Gelidonya Feneri’nin tarihi, 1936 yılına kadar uzanıyor. Henüz navigasyon ve sinyal sistemlerinin gelişme göstermediği bu dönemde, denizcileri tehlikeli kayalıklardan korumak amacıyla inşa edilen bu deniz feneri, Türkiye’nin en yüksek rakımlı deniz fenerlerinden sayılıyor.
Deniz seviyesinden yaklaşık 227 metre yükseklikte yer alan Gelidonya Feneri, Beş Adalar olarak bilinen ve gemiciler için tehlike arz eden kayalıkların yakınında inşa edilmiştir.
Osmanlı döneminden beri Gelidonya bölgesi, Akdeniz’de seyahat eden gemiler için zorlu bir geçiş noktası olmuştur. Gelidonya Feneri, denizcilerin güvenli seyahat etmeleri için kritik bir rehber görevi görmüştür.
Gelidonya Feneri, ilk inşa edildiğinde gaz lambasıyla aydınlatılıyordu ve uzun yıllar boyunca fener bekçileri tarafından klasik usulde işletildi. Ancak günümüzde modern sistemlerle çalışmakta olup, otomatik olarak yanıp sönerek denizcilere yön göstermeye devam ediyor.

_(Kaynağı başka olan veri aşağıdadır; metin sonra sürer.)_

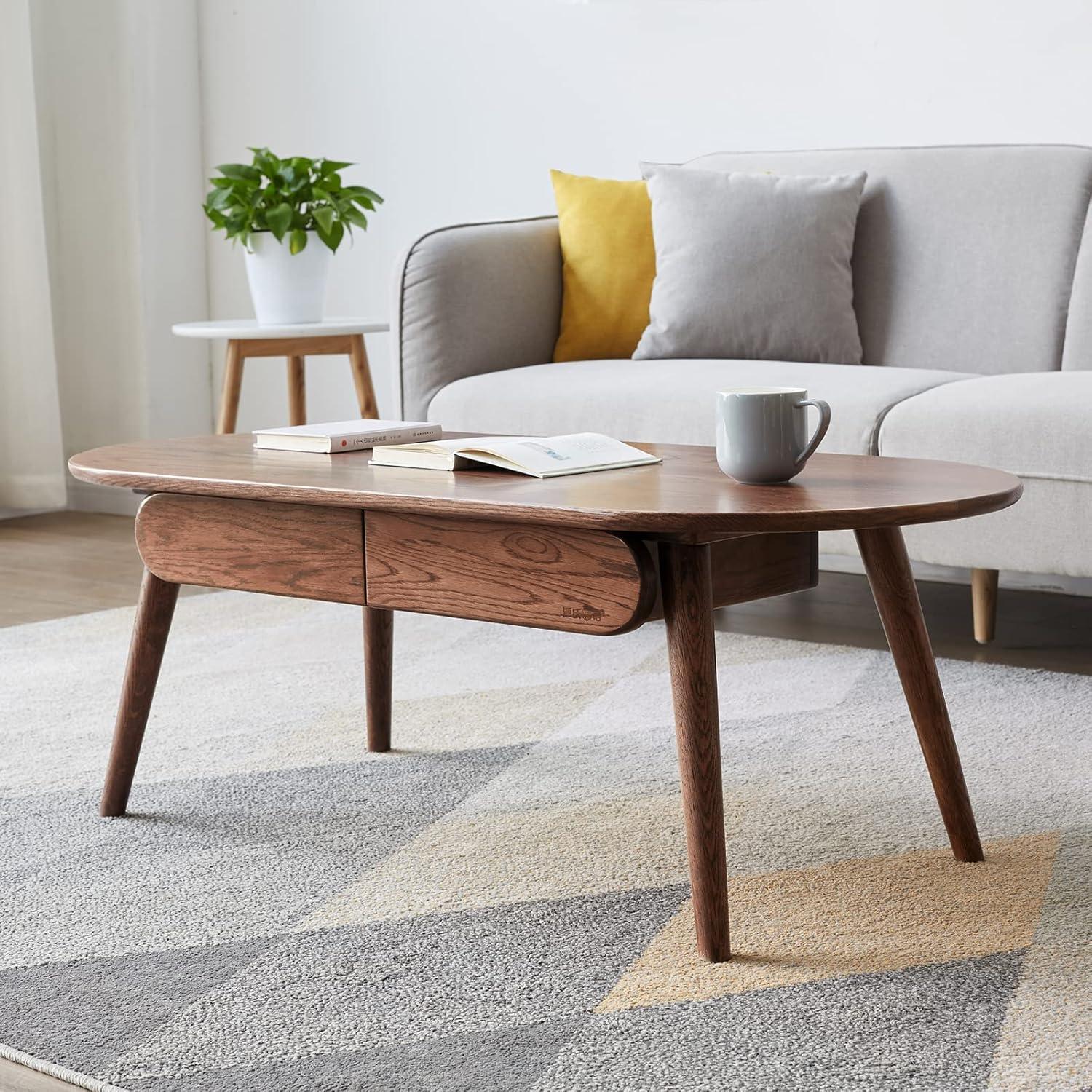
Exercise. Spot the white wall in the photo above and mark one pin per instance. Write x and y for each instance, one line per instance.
(119, 131)
(456, 108)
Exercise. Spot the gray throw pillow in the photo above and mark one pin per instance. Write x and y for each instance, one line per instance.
(753, 266)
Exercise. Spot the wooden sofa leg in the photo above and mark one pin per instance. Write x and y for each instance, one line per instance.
(984, 602)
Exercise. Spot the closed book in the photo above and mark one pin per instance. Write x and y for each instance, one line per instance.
(336, 436)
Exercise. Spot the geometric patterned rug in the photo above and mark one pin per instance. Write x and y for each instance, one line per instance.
(502, 902)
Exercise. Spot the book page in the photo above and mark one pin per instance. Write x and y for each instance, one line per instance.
(557, 454)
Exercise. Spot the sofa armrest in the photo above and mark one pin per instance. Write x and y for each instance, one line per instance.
(474, 298)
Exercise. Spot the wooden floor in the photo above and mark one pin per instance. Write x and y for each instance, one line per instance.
(70, 563)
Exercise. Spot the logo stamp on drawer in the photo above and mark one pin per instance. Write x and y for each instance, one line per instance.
(585, 613)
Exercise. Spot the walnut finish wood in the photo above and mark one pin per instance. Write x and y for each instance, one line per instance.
(984, 604)
(895, 593)
(378, 664)
(253, 546)
(554, 578)
(756, 567)
(151, 626)
(297, 391)
(233, 384)
(687, 593)
(686, 498)
(362, 378)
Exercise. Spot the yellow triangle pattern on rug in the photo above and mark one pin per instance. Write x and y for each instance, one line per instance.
(851, 917)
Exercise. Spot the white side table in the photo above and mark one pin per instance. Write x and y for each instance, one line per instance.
(246, 339)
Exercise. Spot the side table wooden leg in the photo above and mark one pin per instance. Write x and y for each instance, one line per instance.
(297, 391)
(362, 378)
(378, 661)
(895, 594)
(686, 587)
(154, 612)
(233, 384)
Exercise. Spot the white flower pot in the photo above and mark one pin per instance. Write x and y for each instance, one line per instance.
(288, 288)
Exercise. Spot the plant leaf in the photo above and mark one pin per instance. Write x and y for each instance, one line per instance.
(240, 170)
(279, 220)
(352, 215)
(333, 237)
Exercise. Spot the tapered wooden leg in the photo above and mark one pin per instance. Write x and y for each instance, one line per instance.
(297, 391)
(378, 657)
(895, 594)
(984, 603)
(154, 612)
(233, 384)
(688, 609)
(362, 378)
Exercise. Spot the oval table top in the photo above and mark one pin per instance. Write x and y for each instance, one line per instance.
(251, 330)
(685, 497)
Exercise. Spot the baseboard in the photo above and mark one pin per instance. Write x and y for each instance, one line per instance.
(85, 497)
(947, 574)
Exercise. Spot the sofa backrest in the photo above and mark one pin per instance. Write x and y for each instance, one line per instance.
(965, 257)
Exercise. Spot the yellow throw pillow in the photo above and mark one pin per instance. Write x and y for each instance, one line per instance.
(609, 264)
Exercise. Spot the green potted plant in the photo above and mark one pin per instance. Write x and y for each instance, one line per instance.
(290, 215)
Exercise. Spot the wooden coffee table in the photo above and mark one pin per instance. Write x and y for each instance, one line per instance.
(591, 554)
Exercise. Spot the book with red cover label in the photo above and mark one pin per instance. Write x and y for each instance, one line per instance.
(336, 436)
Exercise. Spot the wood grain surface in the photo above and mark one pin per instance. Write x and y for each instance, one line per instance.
(378, 663)
(984, 604)
(895, 593)
(151, 626)
(253, 546)
(295, 347)
(687, 593)
(686, 497)
(554, 578)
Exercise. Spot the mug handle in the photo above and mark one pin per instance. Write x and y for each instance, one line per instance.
(819, 432)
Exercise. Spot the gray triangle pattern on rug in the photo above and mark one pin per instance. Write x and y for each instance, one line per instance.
(502, 901)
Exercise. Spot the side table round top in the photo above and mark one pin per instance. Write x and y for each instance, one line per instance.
(249, 329)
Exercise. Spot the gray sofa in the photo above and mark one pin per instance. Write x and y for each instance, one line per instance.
(973, 295)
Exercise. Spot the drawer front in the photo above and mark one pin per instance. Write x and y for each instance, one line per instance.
(255, 546)
(582, 581)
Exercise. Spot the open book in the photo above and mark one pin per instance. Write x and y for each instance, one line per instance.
(537, 456)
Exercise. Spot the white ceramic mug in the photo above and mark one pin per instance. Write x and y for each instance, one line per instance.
(761, 432)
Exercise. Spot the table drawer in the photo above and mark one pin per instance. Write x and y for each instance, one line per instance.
(582, 581)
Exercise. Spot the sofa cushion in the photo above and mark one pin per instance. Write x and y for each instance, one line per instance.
(668, 401)
(1035, 426)
(751, 266)
(965, 256)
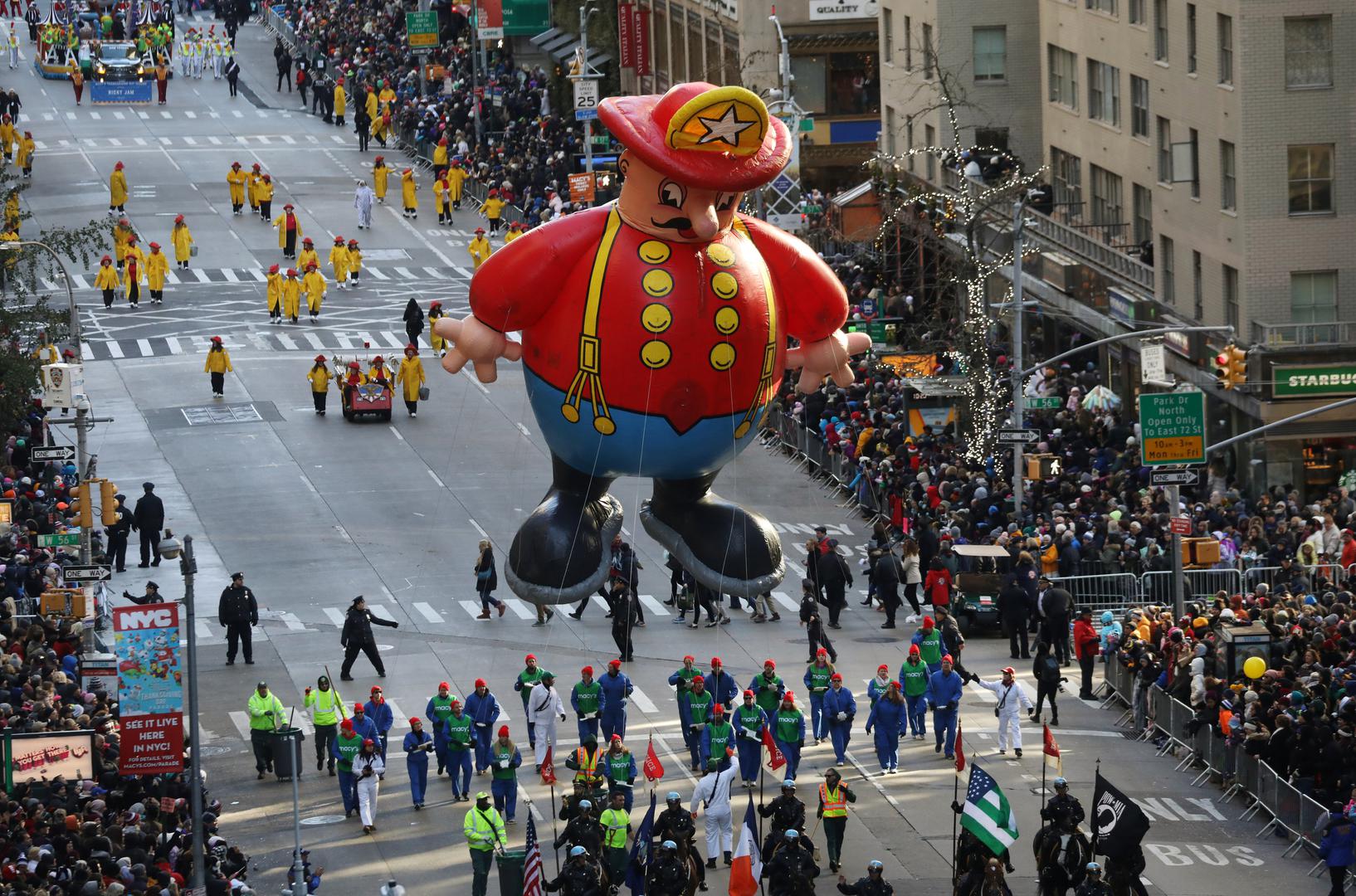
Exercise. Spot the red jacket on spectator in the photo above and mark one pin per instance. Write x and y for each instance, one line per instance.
(1086, 641)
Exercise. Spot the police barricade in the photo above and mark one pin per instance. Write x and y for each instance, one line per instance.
(1112, 592)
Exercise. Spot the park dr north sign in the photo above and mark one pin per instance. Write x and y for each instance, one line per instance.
(1313, 381)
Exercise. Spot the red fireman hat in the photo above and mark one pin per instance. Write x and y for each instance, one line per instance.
(719, 137)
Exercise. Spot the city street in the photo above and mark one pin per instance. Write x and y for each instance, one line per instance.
(318, 510)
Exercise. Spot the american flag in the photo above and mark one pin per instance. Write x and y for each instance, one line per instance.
(532, 874)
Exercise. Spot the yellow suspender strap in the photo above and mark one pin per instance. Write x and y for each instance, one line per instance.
(588, 344)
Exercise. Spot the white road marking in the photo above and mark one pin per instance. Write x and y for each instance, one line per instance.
(427, 611)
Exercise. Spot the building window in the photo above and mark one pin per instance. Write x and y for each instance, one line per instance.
(1197, 289)
(1138, 106)
(1227, 177)
(1313, 297)
(1309, 51)
(990, 53)
(1165, 151)
(992, 139)
(1310, 179)
(1069, 182)
(1144, 207)
(1230, 277)
(1191, 37)
(1195, 164)
(1225, 38)
(1108, 211)
(1063, 77)
(1161, 30)
(1165, 270)
(1104, 92)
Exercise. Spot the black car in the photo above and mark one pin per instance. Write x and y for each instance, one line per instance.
(120, 61)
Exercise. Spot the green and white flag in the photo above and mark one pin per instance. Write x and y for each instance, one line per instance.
(988, 814)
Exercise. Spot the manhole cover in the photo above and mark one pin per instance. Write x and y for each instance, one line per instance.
(323, 819)
(216, 414)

Elbette, her deniz feneri gibi Gelidonya Deniz Feneri’nin de kendine göre bir efsanesi var. Rivayete göre, Ali Kaptan adındaki bir denizci kırlangıçların yoğun olarak göç ettiği bu noktaya deniz feneri inşa ederek gece karanlıkta kırlangıçların zarar görmeden göç etmesini sağlamıştır.
Likya yolunun eşsiz manzarasına ev sahipliği yapan Gelidonya Feneri, Antalya ilinin Kumluca ilçesine bağlı Taşlık Burnu bölgesinde yer alıyor. Antalya’nın güney kıyısında, Adrasan ile Kumluca arasında kalan bu özel nokta, sunduğu eşsiz Akdeniz manzarası ile ziyaretçi çekiyor.
Beydağları Sahil Milli Parkı sınırları içinde bulunan ve deniz seviyesinden oldukça yüksek bir konumda bulunan Gelidonya Feneri, Beş Adalar adı verilen küçük adacıklara yukarıdan bakıyor. Bu adalar, tarih boyunca doğu Akdeniz’de birçok deniz kazasına tanıklık etmiştir ve bölgede yapılan arkeolojik araştırmalar, burada batmış birçok antik geminin kalıntılarını ortaya çıkarmıştır.
Antalya’nın saklı kalmış tarihi ve doğal güzelliklerinden biri olan Gelidonya Feneri, konumundan dolayı kolay bir ulaşım sunmasa da, bu eşsiz manzarayı keşfetmek isteyenler için birkaç ulaşım yolu sunuyor.
Gelidonya Feneri'ne en yakın yerleşim yeri Adrasan'dır. Adrasan'dan fenere ulaşmak için öncelikle tekne turu yapabilir veya yürüyüş rotasını tercih edebilirsiniz. Özellikle sezonun olduğu yaz aylarında Gelidonya Feneri turlarına katılım sağlayabilirsiniz.
Likya Yolu'nu yürüyenler için Gelidonya Feneri, rotanın önemli bir durağı olarak biliniyor. Adrasan'dan başlayarak yaklaşık 7-8 kilometrelik bir yürüyüşle fenere ulaşabilirsiniz.
Gelidonya Feneri'ne araçla ulaşmak oldukça zorlu olabilir, çünkü fener, dar ve engebeli yollarla çevrilidir. Ancak, özel arazi araçlarıyla fenerin yakınlarına kadar gitmek mümkündür. Bu yüzden araçla feneri ziyaret etmeniz pek önerilmiyor.